A voice that would scold a child
reaches the throat
and gets stuck

My father and I were never very close. Its not that we didn't get along. We simply didn't spend time together. My father left for work around 8 in the morning and came home at 7 in the evening Monday through Saturday. We kids usually ate dinner between 5 and 6 so we rarely ate together. When my father ate, we were either doing our homework or watching TV. After dinner, he would usually work on his poetry--composing, judging, planning the next salon--or work on his responsibilities as a leader of the Fukushima Kenjinkai--a social club for those who came from Fukushima prefecture--or he would go out to visit cutomers to sell photos he had taken at school or at weddings.

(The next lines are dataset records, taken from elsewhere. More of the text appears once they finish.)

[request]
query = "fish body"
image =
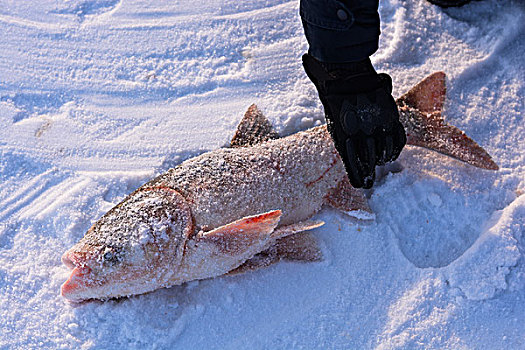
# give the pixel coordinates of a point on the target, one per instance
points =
(239, 208)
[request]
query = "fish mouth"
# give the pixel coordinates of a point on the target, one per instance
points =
(80, 278)
(76, 283)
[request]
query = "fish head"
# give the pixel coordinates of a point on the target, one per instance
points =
(132, 249)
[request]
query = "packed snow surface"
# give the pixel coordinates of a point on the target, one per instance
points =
(97, 97)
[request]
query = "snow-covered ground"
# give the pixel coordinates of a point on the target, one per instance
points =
(99, 96)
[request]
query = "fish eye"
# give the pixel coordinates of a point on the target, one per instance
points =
(110, 255)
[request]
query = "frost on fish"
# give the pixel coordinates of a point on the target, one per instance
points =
(240, 208)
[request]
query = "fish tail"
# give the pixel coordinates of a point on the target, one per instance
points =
(421, 114)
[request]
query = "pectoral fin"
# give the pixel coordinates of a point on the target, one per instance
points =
(248, 233)
(294, 244)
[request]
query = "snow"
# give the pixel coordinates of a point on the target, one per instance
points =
(98, 97)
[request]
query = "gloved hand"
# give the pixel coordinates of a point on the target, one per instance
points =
(361, 115)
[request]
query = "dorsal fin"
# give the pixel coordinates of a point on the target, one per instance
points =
(428, 95)
(254, 128)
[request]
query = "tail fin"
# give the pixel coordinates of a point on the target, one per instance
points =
(420, 112)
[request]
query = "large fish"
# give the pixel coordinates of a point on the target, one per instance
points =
(240, 208)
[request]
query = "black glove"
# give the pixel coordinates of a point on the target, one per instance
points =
(361, 115)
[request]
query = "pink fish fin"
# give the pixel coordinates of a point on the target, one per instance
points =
(244, 234)
(254, 128)
(428, 95)
(295, 247)
(420, 112)
(349, 200)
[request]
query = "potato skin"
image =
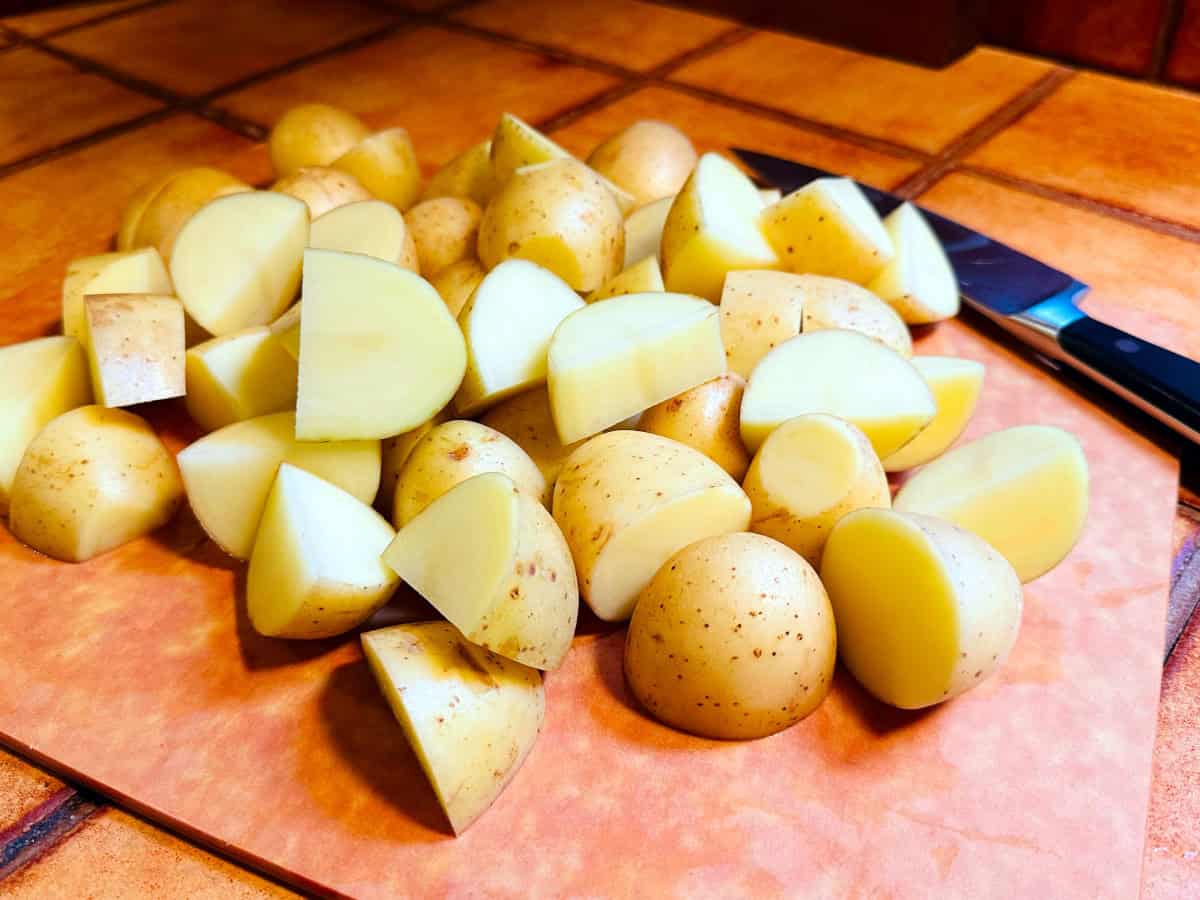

There is no doubt that he worked his butt off for us. But the consequence was that we spent little time with each other. On Sundays, he was usually busy as well. One Sunday a month was devoted to his Senryu club. Another Sunday to the Fukushima Kenjinkai. Another Sunday to the church club Kibei-kai--club for those born in the US but raised in Japan. Us kids would always go with the parents to these functions, but we were usually bored out of our brains: Three kids in a room full of adults, mostly between 40 and 70. All I remember is being told to be quiet or to play outside.

That left one Sunday a month for family. But my memories are vague. My father liked to garden and he created a faux Japanese garden in our front yard. I remember going to local mountains--mostly Mt. Whitney--to gather rocks and boulders to put in the garden. On other occasions, we would go with the church group to see the California golden poppies in Lancaster. And of course, any work on the house from painting to cleaning out the garage took place on these Sundays. During these trips or jobs, I used to want to do things like other families, like maybe having a BBQ, until I finally figured out that I was the one who was always cleaning off the burnt crud on the grill. Yeah, I guess, the main thing I wanted to do was play baseball or watch a football game. But my father was not into sports. My mother would laugh and say that my father would hit the ball and run to third... IF he hit the ball...

Anyway, the point is that we were not very close. There was never any problems between us; indeed, there was very little between us, and I guess that was the problem. I remember getting into a can of lime green house paint when I was six and painted my red wagon, my sisters tricycle, and my sister. My mother was furious. But I don't remember my father saying anything, let alone raising a hand. Indeed, in my whole life, my father raised a hand at me only once.

I was an active kid, which is my way of saying that I was a rascal of sorts. I wasn't really a malicious trouble maker, but I made enough trouble to make my mother anxious. When I learned a new word at school, I would always try it out at home and in the neighborhood. One evening when I was 12 or 13, after my father came home, he told me to clean off my homework from the dining table so he could eat dinner.

"Ah, shit." I cussed.

He looked at with furious eyes, grabbed my textbook and slammed it on my head as hard as he could. It didn't really hurt. As I mentioned yesterday, he had a rather serious illness in his 20s and so was not very strong. But I was shocked. He had never shown this kind of emotion, let alone show anger in a physical way, or anyway now that I think about it.

I first read the senryu above about 10 years ago, but he composed it 46 years ago in 1958, when I was about four. It gives me a different perspective. I guess he was watching us kids and perhaps wanted to say something to scold us, but as the poem says, it got stuck in this throat. Repressing emotions is not a good thing, but at least I know that he did have emotions, even though he only showed it to me once.